The ABCs of Business

By Natacha Beim, an EO Vancouver member and CEO and founder of Core Education & Fine Arts junior kindergarten schools.

The greatest lesson I’ve learned on my entrepreneurial journey is this: Keep moving forward. Sometimes this lesson comes at a great cost, and with daunting consequences.

I started my entrepreneurial journey at the age of 22. I had known I wanted to teach and inspire others since I could walk and talk, so it was no surprise that I decided to open my own junior kindergarten school. The model of my school was new to most North American parents, and disruptive to the existing early education model. Unlike most parts of Europe and Asia, North American culture embraces playtime for infants and toddlers, while curriculum is something that’s implemented later in life when a child is deemed old enough to start learning.

When I was a junior kindergarten teacher in France, I saw firsthand the benefits of teaching infants and toddlers math, reading, art, science and even yoga. In fact, studies have discovered that the brain is in its most formative years before the age of six. There are windows of critical learning opportunities during this time, and these years shape how a child’s brain functions as he or she gets older. I knew all of this when I started my business … but who was going to listen to a 22-year-old who wanted to teach 3-year-olds how to read, experiment and contribute to the world?

When I was starting out, I applied for 25 bank loans and approached countless investors to no avail. I decided this was a minor setback. With some help, I wrote my first business plan, and when everything was in place, I managed to find an investor to co-sign a loan in exchange for a monthly cheque. But just when I thought everything was coming together, I encountered more setbacks. For example, a corrupt construction company delayed my project and my loan was recalled from the bank. Had my vision not been so clear or my passion so strong, I might have given up completely. Instead, I kept finding a way to move forward.

By the time my first school opened, I had one student enrolled. We were so delayed with the opening that we had lost all of our prospective students. I spent hours calling every family who had ever toured the school, and offered them to try it out for free.

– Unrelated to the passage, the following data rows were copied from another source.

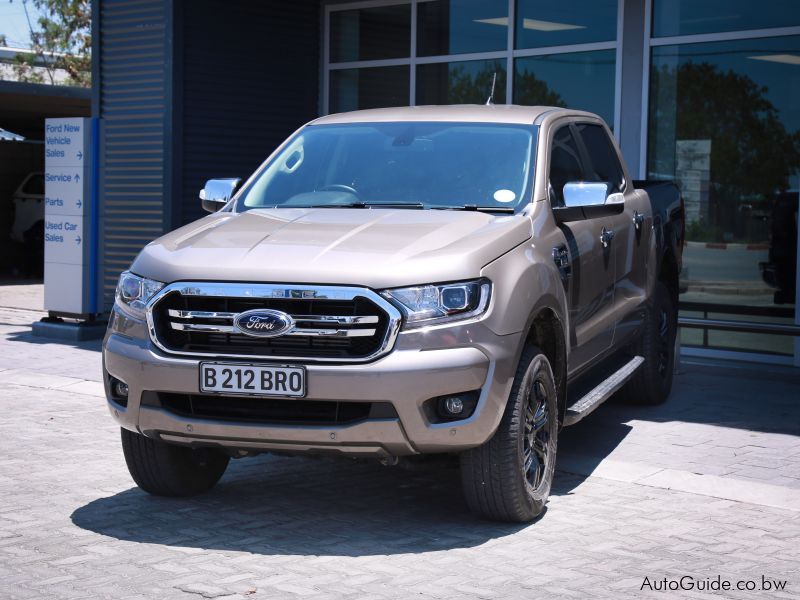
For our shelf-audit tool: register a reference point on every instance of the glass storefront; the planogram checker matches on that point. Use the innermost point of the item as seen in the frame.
(575, 79)
(691, 17)
(553, 55)
(720, 97)
(724, 122)
(547, 23)
(462, 82)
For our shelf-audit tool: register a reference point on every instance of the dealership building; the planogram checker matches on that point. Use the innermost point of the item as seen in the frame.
(704, 92)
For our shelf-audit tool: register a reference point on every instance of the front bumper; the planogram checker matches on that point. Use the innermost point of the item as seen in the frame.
(423, 365)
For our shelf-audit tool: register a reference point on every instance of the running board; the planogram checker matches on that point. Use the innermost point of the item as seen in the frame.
(602, 392)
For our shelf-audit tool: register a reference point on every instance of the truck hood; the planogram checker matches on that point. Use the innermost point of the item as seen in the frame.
(378, 248)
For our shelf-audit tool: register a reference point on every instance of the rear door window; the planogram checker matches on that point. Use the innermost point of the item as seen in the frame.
(565, 164)
(603, 162)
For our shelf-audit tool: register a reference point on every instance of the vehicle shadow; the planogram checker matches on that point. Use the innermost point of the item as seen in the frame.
(302, 506)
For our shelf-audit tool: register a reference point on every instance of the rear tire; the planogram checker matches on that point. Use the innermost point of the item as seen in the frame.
(652, 382)
(167, 470)
(509, 477)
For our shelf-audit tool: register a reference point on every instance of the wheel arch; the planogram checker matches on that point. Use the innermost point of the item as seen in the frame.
(546, 330)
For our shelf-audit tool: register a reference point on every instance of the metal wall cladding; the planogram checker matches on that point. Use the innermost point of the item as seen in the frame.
(133, 106)
(190, 91)
(250, 77)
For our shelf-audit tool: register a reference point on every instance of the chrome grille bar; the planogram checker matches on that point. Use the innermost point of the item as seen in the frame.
(315, 328)
(208, 328)
(337, 320)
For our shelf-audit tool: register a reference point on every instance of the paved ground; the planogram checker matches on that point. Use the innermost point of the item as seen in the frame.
(705, 486)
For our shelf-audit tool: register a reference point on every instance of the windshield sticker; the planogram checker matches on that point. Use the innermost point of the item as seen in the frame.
(504, 196)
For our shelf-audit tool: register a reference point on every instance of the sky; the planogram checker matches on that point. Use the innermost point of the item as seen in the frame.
(13, 23)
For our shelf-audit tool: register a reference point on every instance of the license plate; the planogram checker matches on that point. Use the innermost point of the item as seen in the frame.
(256, 380)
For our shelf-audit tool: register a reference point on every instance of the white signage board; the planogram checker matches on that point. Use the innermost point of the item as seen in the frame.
(67, 195)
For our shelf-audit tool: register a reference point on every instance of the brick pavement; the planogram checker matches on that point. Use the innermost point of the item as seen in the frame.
(72, 525)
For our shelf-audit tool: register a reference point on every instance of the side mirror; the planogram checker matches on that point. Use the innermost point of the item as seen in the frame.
(588, 200)
(217, 192)
(582, 193)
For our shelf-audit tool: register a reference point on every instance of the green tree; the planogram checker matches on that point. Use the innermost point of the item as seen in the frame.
(60, 40)
(465, 87)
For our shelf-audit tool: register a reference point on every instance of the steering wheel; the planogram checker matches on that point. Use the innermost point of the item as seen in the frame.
(339, 187)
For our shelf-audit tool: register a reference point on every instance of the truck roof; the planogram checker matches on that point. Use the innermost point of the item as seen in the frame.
(476, 113)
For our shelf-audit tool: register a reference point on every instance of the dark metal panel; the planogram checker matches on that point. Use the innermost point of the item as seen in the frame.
(131, 73)
(250, 76)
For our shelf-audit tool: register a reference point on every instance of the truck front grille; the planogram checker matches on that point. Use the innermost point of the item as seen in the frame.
(331, 324)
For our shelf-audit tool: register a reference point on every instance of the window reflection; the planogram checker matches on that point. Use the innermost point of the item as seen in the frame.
(371, 33)
(459, 26)
(686, 17)
(465, 82)
(374, 87)
(542, 23)
(582, 80)
(725, 123)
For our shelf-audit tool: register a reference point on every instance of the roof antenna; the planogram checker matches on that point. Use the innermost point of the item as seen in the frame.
(490, 101)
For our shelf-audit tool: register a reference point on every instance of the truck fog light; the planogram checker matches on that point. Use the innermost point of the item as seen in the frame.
(454, 405)
(121, 389)
(451, 407)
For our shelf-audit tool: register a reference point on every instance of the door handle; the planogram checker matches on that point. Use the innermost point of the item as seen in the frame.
(606, 236)
(561, 258)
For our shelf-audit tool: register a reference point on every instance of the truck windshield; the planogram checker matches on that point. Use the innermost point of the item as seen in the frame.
(416, 164)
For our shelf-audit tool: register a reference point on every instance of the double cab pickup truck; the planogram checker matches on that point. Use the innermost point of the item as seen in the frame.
(452, 281)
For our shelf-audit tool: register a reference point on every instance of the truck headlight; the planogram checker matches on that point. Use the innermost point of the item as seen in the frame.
(133, 293)
(433, 304)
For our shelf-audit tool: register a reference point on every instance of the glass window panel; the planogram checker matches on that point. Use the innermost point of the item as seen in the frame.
(541, 23)
(581, 80)
(374, 87)
(724, 122)
(459, 26)
(371, 33)
(466, 82)
(687, 17)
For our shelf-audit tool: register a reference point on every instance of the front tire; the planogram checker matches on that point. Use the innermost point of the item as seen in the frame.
(509, 477)
(167, 470)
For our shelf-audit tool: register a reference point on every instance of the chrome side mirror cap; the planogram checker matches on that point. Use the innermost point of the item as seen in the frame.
(584, 193)
(217, 193)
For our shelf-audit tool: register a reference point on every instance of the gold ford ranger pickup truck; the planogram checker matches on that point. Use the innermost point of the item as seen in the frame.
(457, 281)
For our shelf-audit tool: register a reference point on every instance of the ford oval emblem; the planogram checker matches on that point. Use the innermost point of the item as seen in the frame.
(263, 322)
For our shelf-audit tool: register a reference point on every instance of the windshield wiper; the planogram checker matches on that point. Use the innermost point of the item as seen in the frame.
(475, 207)
(361, 204)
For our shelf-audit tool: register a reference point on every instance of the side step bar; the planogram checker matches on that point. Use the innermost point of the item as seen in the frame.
(602, 392)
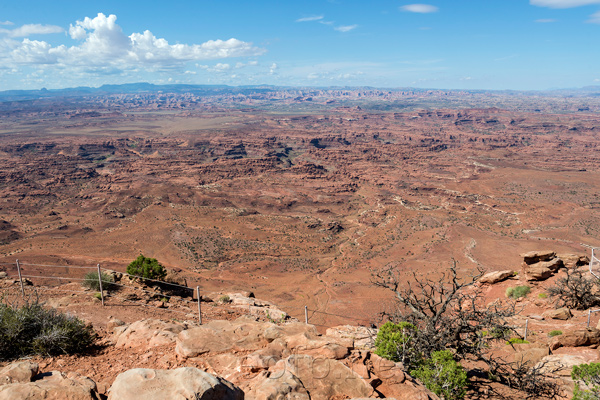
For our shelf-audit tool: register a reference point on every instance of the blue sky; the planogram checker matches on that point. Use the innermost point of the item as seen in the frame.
(459, 44)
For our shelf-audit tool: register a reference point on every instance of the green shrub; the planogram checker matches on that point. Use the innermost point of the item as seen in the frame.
(224, 299)
(517, 291)
(587, 381)
(33, 329)
(516, 341)
(443, 376)
(395, 342)
(148, 268)
(90, 281)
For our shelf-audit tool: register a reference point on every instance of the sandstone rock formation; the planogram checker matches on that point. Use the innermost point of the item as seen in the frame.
(540, 265)
(181, 383)
(562, 313)
(496, 276)
(52, 386)
(576, 338)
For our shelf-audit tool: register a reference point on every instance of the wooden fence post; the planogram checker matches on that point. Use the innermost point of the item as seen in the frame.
(199, 309)
(100, 284)
(20, 279)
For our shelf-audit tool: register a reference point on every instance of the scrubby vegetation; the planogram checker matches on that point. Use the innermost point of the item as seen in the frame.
(576, 291)
(439, 324)
(587, 381)
(443, 375)
(148, 268)
(91, 281)
(517, 340)
(32, 329)
(517, 291)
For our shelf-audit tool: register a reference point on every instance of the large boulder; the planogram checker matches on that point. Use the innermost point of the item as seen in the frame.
(389, 379)
(361, 336)
(243, 334)
(559, 364)
(325, 378)
(538, 273)
(20, 371)
(573, 261)
(147, 333)
(181, 383)
(533, 257)
(542, 270)
(496, 276)
(562, 313)
(52, 386)
(530, 354)
(219, 336)
(277, 386)
(576, 338)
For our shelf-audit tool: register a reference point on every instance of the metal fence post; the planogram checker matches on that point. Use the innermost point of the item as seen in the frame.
(20, 279)
(100, 284)
(199, 309)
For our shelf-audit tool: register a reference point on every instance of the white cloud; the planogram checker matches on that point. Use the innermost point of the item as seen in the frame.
(419, 8)
(594, 18)
(562, 3)
(31, 29)
(222, 67)
(312, 18)
(345, 28)
(103, 46)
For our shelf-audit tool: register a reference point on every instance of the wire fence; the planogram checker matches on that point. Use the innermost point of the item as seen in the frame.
(167, 296)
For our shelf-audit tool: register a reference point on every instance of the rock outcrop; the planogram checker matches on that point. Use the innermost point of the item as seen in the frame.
(181, 383)
(540, 265)
(52, 386)
(496, 276)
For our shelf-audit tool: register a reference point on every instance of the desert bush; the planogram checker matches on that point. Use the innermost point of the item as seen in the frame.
(32, 329)
(148, 268)
(396, 342)
(91, 281)
(224, 299)
(454, 315)
(575, 291)
(517, 340)
(587, 381)
(443, 375)
(517, 291)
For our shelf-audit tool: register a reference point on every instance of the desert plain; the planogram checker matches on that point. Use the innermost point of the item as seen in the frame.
(298, 195)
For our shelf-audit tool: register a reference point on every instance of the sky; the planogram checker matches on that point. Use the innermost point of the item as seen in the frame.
(445, 44)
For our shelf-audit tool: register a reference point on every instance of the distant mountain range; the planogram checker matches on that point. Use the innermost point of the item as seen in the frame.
(144, 87)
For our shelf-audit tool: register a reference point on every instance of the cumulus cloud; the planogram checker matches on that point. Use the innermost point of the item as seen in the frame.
(31, 29)
(313, 18)
(103, 45)
(562, 3)
(419, 8)
(345, 28)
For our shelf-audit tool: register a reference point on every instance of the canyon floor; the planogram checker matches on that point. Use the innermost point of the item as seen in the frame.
(298, 203)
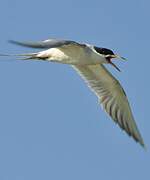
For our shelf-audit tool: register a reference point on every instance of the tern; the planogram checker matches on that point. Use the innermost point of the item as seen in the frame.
(89, 60)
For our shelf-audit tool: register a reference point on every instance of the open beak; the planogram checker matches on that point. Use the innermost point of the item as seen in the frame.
(118, 57)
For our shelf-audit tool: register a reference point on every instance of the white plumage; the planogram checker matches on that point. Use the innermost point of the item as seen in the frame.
(88, 61)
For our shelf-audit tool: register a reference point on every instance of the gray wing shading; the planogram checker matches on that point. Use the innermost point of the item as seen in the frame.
(50, 43)
(111, 96)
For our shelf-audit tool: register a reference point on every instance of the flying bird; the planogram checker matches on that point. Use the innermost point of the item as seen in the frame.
(88, 60)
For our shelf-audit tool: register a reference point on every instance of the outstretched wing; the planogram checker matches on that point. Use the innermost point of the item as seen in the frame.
(111, 96)
(46, 44)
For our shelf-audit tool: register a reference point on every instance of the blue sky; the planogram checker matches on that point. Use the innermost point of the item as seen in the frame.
(51, 126)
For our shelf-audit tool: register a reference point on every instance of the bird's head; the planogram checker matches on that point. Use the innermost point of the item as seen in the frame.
(109, 55)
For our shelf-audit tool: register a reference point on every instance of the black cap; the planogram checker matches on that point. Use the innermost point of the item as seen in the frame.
(104, 51)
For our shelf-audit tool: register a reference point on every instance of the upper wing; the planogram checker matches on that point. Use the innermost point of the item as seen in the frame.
(50, 43)
(111, 96)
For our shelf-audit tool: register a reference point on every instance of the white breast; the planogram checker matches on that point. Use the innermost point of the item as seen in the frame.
(72, 54)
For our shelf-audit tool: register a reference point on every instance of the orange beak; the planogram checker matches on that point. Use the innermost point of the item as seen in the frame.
(118, 57)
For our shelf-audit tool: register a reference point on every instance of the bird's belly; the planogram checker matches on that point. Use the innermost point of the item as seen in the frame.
(75, 57)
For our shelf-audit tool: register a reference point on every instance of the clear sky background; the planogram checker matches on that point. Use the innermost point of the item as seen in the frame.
(51, 126)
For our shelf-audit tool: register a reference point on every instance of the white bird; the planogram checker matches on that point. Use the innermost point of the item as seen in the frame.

I praised the benefits of early childhood education to any parent who would listen. I remember parents saying, “Every other school is open for only two hours a day. How can everyone be wrong and you be right?” But I was, and still am.

New ideas have to be proven right before they’re adopted by others, especially when it comes to children. Today, my business has 11 locations across Canada. Every school has a waiting list, and the families who enroll their children truly understand the importance of early learning. All in all, it has been a very long road, and at times it seems like an even longer road ahead. But when this seems the case, I always fall back on the first lesson I learned in business: Keep moving forward.